Karena itu, negara-negara G7 yang beranggotakan AS, Kanada, Inggris, Jerman, Perancis, Italia, dan Jepang yang kini berhadapan dengan persoalan penuaan itu menggalang pendanaan publik untuk mendorong komitmen politik global agar lebih peduli dengan masalah lansia.
Selain perawatan medis, bantuan sosial bagi penderita dan keluarganya juga penting untuk menunjang keberhasilan perawatan dan peningkatan kualitas hidup penderita. Namun, layanan ini jelas akan membebani keuangan negara.
Untuk itu, edukasi gaya hidup sehat perlu lebih kuat digaungkan. Sejak usia muda, masyarakat harus dilatih untuk memiliki pola makan, latihan fisik, stimulasi kognitif hingga pengendalian hipertensi dan obesitas yang baik. Gaya hidup sehat akan meningkatkan kesehatan kognitif masyarakat sehingga hadirnya penyakit neurodegeneratif bisa ditahan atau diundur karena menunda munculnya demensia 5 tahun saja bisa mengurangi beban penyakit alzheimer hingga 50 persen.

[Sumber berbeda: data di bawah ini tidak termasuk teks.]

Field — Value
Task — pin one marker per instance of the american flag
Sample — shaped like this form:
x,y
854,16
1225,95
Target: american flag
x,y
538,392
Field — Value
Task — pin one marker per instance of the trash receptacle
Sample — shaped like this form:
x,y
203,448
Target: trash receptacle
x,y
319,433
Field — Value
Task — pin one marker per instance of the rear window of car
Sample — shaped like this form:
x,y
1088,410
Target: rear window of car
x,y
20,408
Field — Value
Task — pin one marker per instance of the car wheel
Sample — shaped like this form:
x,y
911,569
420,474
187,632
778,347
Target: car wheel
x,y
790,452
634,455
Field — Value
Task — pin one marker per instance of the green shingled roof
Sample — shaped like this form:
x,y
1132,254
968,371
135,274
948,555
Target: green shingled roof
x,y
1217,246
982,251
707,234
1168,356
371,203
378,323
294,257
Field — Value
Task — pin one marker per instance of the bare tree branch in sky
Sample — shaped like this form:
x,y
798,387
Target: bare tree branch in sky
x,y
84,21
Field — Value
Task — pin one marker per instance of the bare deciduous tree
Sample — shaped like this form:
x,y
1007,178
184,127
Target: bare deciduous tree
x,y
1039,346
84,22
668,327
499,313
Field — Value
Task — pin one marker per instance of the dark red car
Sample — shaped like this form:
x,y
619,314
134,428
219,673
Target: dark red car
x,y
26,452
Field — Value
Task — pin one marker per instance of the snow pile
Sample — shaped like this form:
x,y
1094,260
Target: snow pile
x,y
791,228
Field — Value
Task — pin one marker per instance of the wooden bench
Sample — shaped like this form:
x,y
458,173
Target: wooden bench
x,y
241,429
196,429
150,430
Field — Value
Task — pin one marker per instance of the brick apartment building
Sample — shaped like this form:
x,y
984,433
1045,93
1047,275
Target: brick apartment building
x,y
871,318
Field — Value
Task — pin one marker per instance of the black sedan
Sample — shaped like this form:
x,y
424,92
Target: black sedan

Hal lain yang penting dilakukan adalah deteksi dini penyakit neurodegeneratif. Terlebih, WHO menyebut 9 persen kasus demensia terjadi pada usia kurang dari 65 tahun. Deteksi dini ini masih menjadi persoalan di negara-negara berkembang yang fasilitas kesehatannya belum memadai. Padahal, semakin awal ditemukan, progesivitas penyakit ini bisa ditahan dan kualitas hidup terbaik penderitanya bisa dipertahankan.
Di Indonesia, penanganan penyakit neurodegeneratif menghadapi tantangan berbeda. Bukan hanya isu penyakit neurodegeneratif kurang teperhatikan, melainkan juga adanya anggapan bahwa demensia itu adalah hal yang wajar seiring datangnya proses penuaan.
Normalisasi kepikunan itu ujungnya justru menimbulkan perilaku-perilaku yang mendehumanisasi warga lansia akibat ketidaktahuan masyarakat bahwa demensia adalah penyakit. Meski belum bisa disembuhkan, penyakit ini bisa ditahan kemunculannya. Deteksi dini dan perawatan yang baik juga akan menjaga kualitas hidup penderitanya tetap baik di akhir kehidupannya.